In addition to Heiko’s answer and just for convenience (Windows only):

Create a file pax.bat (or pax.cmd or what ever you prefer instead of pax) under the bin subfolder of your local texmf tree. Under MiKTeX you perhaps first need to create one: Create a local texmf tree in MiKTeX.

Now the preferred variant: Executing the perl file (an installation of a Perl distribution is necessary):

Edit pax.bat, adjust paths to your settings

@echo off
SETLOCAL

set CLASSPATH=C:\PDFBox\lib\PDFBox-0.7.3.jar;%CLASSPATH%

perl C:\MiKTeX\scripts\pax\pdfannotextractor.pl %*

You could even leave out the set CLASSPATH line, if you’d create a path <localtexmf>\scripts\pax\lib, put PDFBox-0.7.3.jar in it and refresh the filename database (fndb).

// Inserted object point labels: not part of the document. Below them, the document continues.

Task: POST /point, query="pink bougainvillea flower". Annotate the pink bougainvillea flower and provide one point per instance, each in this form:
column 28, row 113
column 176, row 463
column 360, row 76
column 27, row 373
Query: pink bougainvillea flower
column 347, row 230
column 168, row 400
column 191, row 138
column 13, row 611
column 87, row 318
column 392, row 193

Then on the Command Prompt you can call pax FileWithBookmarks.pdf or pax --debug FileWithBookmarks.pdf > paxdebug.log. This assumes, that there is no other pax.exe or similar on the system path, otherwise always make your call with pax.bat ....

Executing java directly is a bit more complicated:

Again edit pax.bat and adjust paths to your settings

@echo off
SETLOCAL

set CLASSPATH=C:\PDFBox\lib\PDFBox-0.7.3.jar;C:\MiKTeX\scripts\pax\pax.jar;%CLASSPATH%

java pax.PDFAnnotExtractor %*

Note that pax.jar was added to the classpath. I prefer to set the environment variable CLASSPATH, but the command line option -classpath, or short -cp, works as well, as shown by Heiko.